Hasrat para "UKM-wan" menguasai BCA bisa dipahami. BCA, yang memiliki aset senilai Rp 96 triliun, pada semester pertama tahun ini meraup laba bersih Rp 1,1 triliun. Bahkan, di akhir tahun, labanya diperkirakan naik menjadi Rp 2,5 triliun. Ini berarti, dengan memiliki 51 persen saham BCA, investor bisa mengantongi dividen Rp 1,3 triliun. Berarti pula, dana Rp 5 triliun yang mereka tanamkan bisa kembali dalam waktu lima tahun tahun saja.
Untuk memuluskan niat itu, terbetik kabar bahwa UKM membangun "aliansi" bersama para anggota parlemen seraya mengibarkan panji-panji nasionalisme. Namun, Laks tampaknya tak gentar. "Dalam program pembangunan nasional (propenas), yang disebut secara spesifik adalah kepentingan nasional. Dan kepentingan nasional itu lebih luas dari kepemilikan nasional," ia menjelaskan.

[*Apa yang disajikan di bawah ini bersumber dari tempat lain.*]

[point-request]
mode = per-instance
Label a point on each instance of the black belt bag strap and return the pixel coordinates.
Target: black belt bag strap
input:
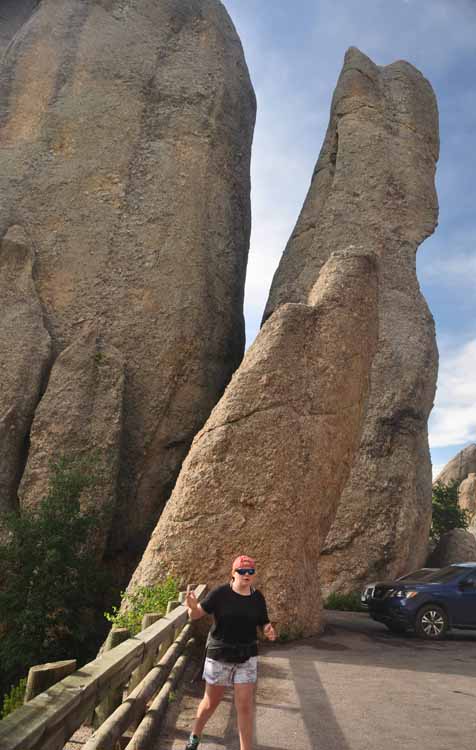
(236, 653)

Kepemilikan dan kepentingan memang dua hal yang berbeda. Dulu bank asing dan bank lokal sama-sama mendatangkan manfaat karena membayar pajak. Tapi kini pemerintah harus merekap bank BUMN dan bank swasta nasional sebesar ratusan triliun rupiah. Para UKM-wan hendaknya tidak menutup mata atas kenyataan tak elok ini: bank lokal kini menjadi beban nasional, sementara bank asing tetap berfungsi sebagaimana mestinya.
Nugroho Dewanto, Agus S. Riyanto, Endah W.S.